News & Media

Explosion of innovation coming to the farm

There is an explosion of innovation coming to the farm as a new age of sensors and satellite imagery intersects with the world’s oldest industry, the executive vice-president and chief technology office for Monsanto Co. says.

Robb Fraley, who was in Calgary recently to address the GrowCanada Conference, said in an interview that although agriculture is the world’s most important industry, it is also the least modernized.

Investments in research and development are well below the amount spent by the communications, pharmaceutical and energy sectors. What investment there is, is fragmented, he said.

“I had my team look up all the different agriculture and food companies around the world; they quit after 4,000, so it’s a very fragmented industry that needs to consolidate,” Fraley said.
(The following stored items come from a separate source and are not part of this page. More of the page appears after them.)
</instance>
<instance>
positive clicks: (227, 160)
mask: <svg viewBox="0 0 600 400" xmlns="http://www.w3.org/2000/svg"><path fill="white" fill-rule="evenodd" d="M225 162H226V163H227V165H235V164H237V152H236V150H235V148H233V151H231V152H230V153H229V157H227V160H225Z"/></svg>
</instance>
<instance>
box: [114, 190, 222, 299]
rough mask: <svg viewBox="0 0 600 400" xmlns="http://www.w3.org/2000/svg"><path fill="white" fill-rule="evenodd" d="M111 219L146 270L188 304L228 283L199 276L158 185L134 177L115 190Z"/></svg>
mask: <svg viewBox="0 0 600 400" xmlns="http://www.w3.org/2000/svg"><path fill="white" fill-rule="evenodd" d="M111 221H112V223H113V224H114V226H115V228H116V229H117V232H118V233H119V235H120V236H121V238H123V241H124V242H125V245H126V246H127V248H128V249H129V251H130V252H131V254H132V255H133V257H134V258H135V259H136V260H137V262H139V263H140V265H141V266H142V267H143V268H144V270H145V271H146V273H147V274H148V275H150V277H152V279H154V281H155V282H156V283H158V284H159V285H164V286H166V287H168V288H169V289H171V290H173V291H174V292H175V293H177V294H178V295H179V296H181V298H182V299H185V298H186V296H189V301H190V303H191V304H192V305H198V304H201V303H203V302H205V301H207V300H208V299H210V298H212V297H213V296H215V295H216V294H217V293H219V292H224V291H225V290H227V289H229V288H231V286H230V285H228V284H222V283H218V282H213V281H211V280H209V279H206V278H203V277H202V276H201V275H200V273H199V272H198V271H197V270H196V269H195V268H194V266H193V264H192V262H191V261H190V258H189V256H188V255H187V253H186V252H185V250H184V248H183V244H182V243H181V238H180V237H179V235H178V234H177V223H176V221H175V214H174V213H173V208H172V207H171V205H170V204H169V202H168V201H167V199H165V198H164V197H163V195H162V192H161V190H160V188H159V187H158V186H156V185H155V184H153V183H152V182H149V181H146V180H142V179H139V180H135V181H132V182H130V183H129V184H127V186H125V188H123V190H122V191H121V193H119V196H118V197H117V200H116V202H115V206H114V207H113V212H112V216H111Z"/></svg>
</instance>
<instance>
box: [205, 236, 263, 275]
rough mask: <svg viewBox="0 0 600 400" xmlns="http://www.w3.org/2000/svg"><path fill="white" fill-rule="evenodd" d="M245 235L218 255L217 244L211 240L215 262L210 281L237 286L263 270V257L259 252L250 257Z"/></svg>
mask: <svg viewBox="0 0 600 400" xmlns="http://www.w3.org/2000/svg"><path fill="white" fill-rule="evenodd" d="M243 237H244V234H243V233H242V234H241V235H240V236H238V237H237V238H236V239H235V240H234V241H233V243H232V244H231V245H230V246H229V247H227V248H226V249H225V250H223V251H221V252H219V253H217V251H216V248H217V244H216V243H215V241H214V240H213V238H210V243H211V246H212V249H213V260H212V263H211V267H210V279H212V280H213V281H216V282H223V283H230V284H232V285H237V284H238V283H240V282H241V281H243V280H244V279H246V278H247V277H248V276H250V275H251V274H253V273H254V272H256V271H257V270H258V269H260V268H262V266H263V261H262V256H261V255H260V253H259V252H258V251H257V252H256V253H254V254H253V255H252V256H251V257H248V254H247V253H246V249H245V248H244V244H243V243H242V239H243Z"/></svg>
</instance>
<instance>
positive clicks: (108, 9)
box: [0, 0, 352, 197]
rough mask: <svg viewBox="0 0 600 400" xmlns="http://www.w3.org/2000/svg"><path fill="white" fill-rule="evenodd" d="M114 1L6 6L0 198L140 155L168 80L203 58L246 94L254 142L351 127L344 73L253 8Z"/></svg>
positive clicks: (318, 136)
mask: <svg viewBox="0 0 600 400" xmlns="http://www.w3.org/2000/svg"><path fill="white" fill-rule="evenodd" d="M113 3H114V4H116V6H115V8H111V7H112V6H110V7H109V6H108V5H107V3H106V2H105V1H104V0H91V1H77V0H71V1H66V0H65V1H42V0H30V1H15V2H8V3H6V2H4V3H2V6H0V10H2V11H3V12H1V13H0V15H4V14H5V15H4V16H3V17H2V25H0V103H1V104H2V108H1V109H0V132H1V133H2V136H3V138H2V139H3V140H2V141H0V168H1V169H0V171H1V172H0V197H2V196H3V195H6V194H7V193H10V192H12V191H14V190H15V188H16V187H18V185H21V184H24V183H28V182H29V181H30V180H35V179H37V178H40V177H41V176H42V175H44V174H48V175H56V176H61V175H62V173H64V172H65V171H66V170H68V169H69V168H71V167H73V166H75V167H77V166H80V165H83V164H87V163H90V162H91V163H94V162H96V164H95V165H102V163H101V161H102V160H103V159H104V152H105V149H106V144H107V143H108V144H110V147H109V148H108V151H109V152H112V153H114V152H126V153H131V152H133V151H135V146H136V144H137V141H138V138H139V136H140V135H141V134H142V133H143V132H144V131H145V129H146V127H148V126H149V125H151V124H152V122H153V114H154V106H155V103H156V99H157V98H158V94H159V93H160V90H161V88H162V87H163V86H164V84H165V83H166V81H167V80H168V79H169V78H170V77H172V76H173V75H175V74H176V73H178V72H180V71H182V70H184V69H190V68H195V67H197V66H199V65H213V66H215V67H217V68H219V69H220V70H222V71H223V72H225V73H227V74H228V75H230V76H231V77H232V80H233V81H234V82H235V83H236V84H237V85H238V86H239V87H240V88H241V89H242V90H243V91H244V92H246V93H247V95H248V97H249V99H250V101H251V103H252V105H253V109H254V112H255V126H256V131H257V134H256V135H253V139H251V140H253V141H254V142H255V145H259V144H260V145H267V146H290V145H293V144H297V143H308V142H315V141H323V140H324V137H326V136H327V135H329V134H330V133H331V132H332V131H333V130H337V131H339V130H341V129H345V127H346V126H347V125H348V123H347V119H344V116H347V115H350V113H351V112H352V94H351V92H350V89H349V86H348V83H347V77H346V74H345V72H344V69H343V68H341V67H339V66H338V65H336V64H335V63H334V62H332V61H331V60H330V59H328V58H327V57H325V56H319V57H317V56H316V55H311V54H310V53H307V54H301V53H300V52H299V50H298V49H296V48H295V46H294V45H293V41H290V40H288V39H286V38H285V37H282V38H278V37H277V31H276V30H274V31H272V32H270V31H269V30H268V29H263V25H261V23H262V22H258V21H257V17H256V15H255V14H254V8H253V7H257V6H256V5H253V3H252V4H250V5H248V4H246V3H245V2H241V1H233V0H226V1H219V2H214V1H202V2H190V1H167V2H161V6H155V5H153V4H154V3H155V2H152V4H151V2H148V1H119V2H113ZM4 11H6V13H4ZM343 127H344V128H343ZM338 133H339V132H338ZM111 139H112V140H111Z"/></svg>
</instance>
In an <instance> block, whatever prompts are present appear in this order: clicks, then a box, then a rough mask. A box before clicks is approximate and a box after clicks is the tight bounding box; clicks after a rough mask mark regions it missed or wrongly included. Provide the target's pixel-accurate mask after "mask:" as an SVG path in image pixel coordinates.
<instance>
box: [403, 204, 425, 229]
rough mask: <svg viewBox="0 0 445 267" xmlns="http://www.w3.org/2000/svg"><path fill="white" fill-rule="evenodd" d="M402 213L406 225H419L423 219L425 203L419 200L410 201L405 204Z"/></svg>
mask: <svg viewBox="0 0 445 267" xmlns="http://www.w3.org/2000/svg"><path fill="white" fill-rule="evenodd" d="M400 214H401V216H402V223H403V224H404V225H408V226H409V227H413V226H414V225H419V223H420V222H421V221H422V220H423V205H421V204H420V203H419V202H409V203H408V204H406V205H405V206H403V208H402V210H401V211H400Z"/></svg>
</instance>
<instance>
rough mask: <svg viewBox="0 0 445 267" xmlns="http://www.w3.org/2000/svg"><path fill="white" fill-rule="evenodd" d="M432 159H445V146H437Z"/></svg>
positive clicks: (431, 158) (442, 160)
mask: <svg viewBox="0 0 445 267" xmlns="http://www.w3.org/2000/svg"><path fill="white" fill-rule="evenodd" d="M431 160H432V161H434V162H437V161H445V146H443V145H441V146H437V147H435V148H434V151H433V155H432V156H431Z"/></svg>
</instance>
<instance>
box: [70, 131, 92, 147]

Fraley, recognized as one of the founders of genetically modified crops, noted Mon­santo spends about US$1.5 billion annually on research and investment in advanced plant breeding, micro­­bials and digital data management tools.

“I look at what we spend in the digital ag space and then I look at what an Amazon or a Google spends… they’re spending US$10 billion to US$12 billion. Pharmaceutical companies are spending US$8 billion to US$10 billion,” he noted.

But Fraley said times are changing as digital technology becomes more commonplace in agricultural systems, allowing scientists and farmers to make better decisions more quickly.

“I think what is so exciting about being in agriculture today is we’re seeing a wave of startup companies coming and lots of innovations,” he said. “I’m talking thousands of new startup companies in this space.”

In addition, established companies are merging and recapitalizing. Monsanto and Bayer are merging, as are Dow Agro­Sciences and DuPont Pioneer. Syngenta has been purchased by ChemChina.

Fraley disagrees with critics who have said the mega-mergers could lead to less investment because they remove competition from the marketplace.

“The outcome of that is going to be that they are going to be able to invest in more research and development,” he said, noting the digital tools used by scientists today vastly increase the scale and pace of innovation.

Monsanto subsidiary Climate­Corp launched its FieldView platform in Western Canada this year.

“I think once farmers see these tools and get the benefits, it’s going to move really, really quickly,” Fraley said.

The digital platforms not only help farmers control costs and improve productivity, they help farmers make better environmental decisions, a benefit he predicts will resonate with the non-farming public.

As well, Fraley said the public has already embraced the digital revolution, whereas the first products of the biotechnological revolution a quarter-century ago were harder for the general public to grasp.

As a result, he said the introduction of innovations such as vitamin A-enhanced Golden Rice that could vastly reduce blindness in Third World countries has been delayed.

Fraley said it’s important going forward that the industry get both the science and the communications strategy right, because ongoing innovation is necessary to ensure food security while improving the environmental footprint of farming.

“We did a great job on the science but we did a miserable job on the communication,” he said. “The good news is we have the opportunity to tell that story differently and better.

“There’s a real opportunity as we all become better with our public communications and particularly our digital communications I think to reposition the tools of modern agriculture so that people have both an understanding and an appreciation,” Fraley said.